Diagnosing Conversion Rate Problems
Although you might have narrowed down the probable causes of your conversion issues, unless you want to take shots in the dark you need a methodical process to find, test and fix errors.
Finding Errors
These simple methods will help you find potential issues that could be leading to conversion issues.
- Google Analytics: By looking at your analytics reports, it’s easy to see where people are dropping off of your site. Look at your individual pages’ bounce rates, and focus on those with the highest. If you have goals set up, see what pages have lower conversion rates than others.
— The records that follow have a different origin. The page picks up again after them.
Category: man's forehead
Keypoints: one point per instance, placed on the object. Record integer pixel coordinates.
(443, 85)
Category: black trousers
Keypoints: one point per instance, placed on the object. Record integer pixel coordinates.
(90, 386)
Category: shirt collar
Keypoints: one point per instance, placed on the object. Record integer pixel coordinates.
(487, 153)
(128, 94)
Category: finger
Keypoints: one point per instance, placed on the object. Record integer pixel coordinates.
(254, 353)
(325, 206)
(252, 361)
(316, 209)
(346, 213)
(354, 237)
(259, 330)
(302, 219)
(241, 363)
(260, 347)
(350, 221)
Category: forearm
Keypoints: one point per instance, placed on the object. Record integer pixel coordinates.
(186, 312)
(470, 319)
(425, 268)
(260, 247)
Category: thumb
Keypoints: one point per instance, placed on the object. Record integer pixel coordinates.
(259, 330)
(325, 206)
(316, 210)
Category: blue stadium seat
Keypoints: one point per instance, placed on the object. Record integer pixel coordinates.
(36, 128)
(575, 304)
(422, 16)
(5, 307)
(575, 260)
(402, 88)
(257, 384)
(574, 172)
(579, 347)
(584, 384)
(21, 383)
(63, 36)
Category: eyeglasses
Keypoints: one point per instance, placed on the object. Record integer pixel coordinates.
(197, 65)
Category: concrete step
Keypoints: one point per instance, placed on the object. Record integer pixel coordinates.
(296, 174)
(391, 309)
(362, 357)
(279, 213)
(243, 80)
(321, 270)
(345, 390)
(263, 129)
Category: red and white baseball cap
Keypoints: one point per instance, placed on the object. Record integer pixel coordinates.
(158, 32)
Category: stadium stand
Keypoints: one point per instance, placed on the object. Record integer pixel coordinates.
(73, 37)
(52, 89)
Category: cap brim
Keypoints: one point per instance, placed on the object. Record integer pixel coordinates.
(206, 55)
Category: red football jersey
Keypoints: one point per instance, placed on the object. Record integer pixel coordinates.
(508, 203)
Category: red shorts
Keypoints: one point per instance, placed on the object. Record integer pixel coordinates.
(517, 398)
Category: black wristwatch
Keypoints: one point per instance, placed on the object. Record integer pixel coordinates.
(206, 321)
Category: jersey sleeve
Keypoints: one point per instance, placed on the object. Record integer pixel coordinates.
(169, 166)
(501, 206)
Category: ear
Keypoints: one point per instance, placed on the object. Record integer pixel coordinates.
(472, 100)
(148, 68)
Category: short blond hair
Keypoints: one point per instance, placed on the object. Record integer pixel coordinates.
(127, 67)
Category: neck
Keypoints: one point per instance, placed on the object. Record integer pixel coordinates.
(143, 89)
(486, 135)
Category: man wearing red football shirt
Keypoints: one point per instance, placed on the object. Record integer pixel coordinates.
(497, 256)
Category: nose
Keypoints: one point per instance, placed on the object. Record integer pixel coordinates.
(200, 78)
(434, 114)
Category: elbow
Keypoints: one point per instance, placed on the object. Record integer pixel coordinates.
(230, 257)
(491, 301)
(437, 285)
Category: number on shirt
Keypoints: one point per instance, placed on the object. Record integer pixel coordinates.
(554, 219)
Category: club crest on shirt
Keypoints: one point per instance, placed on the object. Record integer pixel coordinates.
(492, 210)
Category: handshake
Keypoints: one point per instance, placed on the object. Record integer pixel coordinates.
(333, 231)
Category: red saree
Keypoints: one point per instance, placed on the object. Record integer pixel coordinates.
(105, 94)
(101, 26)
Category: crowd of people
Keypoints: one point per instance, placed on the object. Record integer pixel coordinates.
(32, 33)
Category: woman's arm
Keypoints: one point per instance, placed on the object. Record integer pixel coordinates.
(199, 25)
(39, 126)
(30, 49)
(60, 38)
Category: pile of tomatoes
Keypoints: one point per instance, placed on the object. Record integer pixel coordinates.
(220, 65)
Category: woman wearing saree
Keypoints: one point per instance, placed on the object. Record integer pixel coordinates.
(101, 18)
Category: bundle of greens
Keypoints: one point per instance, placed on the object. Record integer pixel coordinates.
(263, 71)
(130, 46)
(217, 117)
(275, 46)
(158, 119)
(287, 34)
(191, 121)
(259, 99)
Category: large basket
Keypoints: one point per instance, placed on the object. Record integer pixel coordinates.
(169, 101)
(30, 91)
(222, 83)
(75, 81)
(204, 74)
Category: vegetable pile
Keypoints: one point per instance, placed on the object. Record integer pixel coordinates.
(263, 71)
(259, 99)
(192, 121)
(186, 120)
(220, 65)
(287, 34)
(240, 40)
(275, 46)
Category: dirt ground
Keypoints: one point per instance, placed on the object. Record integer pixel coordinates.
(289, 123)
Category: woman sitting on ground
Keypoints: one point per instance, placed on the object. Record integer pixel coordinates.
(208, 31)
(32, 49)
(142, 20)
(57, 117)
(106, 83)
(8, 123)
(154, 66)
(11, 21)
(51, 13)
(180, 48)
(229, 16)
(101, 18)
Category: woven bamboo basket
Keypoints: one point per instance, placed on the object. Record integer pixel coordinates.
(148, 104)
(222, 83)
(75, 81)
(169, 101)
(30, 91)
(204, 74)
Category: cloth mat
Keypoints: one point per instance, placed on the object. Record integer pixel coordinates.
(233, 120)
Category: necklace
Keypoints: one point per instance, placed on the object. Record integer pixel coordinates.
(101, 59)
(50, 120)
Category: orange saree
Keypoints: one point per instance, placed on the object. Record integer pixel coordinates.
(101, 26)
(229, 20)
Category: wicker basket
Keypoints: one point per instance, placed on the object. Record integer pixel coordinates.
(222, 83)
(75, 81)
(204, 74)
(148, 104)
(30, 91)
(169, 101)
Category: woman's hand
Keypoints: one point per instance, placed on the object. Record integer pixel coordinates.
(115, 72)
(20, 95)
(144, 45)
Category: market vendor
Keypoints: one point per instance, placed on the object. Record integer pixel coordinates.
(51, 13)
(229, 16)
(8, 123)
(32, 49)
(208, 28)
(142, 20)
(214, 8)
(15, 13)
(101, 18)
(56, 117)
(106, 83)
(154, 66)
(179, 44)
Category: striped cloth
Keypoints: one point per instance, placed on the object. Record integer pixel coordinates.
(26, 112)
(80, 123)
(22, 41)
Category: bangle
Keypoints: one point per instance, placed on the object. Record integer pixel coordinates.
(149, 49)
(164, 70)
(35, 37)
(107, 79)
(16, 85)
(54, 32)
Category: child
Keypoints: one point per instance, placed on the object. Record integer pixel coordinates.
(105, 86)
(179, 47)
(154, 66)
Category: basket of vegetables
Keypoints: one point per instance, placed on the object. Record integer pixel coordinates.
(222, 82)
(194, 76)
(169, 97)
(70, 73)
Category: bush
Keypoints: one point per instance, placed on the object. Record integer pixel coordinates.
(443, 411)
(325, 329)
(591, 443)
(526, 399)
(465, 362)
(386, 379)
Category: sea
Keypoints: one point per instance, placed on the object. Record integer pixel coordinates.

- Heat Maps: By using heat map click-tracking programs like Crazy Egg, you can see exactly where visitors are clicking on your site. This will let you see where you are wasting valuable real estate, whether you have poor calls to action and other issues that are killing your conversions.
- Over the Shoulder: Have someone you trust to be impartial and go through your site. It’s low tech, but it works! Have them give you feedback on what they did, why they did it and why they didn’t do what you wanted them to.
Testing
It’s time to put your scientist hat on — if scientists wore hats, that is. Slip on your metaphorical lab coat and test out the potential sources for your conversion rate woes.
It is best to tackle one element at a time and test your changes against each other. This is commonly referred to as an A/B test. Of course you can test as many factors as you please at the same time but it will be much harder to tell which one affected any changes you might see.
You can test two versions of the same page at the same time using a programs like Google Analytics Content Experiments. Or, if your traffic is steady enough, you can make your changes and wait to see how the new data looks.
Just because you have fixed the biggest issues plaguing your site, it doesn’t mean you should stop trying to improve. Take the better-performing elements and test them against new ideas. Continue testing other elements as well and keep improving your site one percentage point at a time.
Plugging Leaks and Making More Money
When you understand what factors affect your conversion rate, how to hunt them down and how to fix them, you are effectively plugging leaks in your Internet marketing boat.
You will stop losing valuable traffic that you have spent so much time, resources and money generating. Instead, that traffic will convert and fuel your site’s monetization even more, all while also helping improve your overall rankings and SEO.
Traffic is important but is wasted on a site with poor conversion rates. Make sure your house is in order and get the most out of what you have coming in.
How have you improved your conversion rates? What were some of your biggest surprises when you checked your site? Let us know in the comments!
Edmund Yeo • 11 years ago
Adding a video to show them what is inside the product when doing a product review improved my conversions as well.
Increase rank in Google • 11 years ago
Thanks once again, Cheers
~Smaran Alva
Michael • 11 years ago
I was looking at XGCmedia.com for paid youtube views, I am just wondering if using a soft sell video along with paid views to help the videos organic rankings (with a proper KW title) will increase conversions on my site by filtering visitors better on the front end?
Melissa Johnson • 11 years ago
You Tube has recently updated their ranking algorithms to decrease the value of paid views. Chances are you won't get what you paid for and your account can even be banned.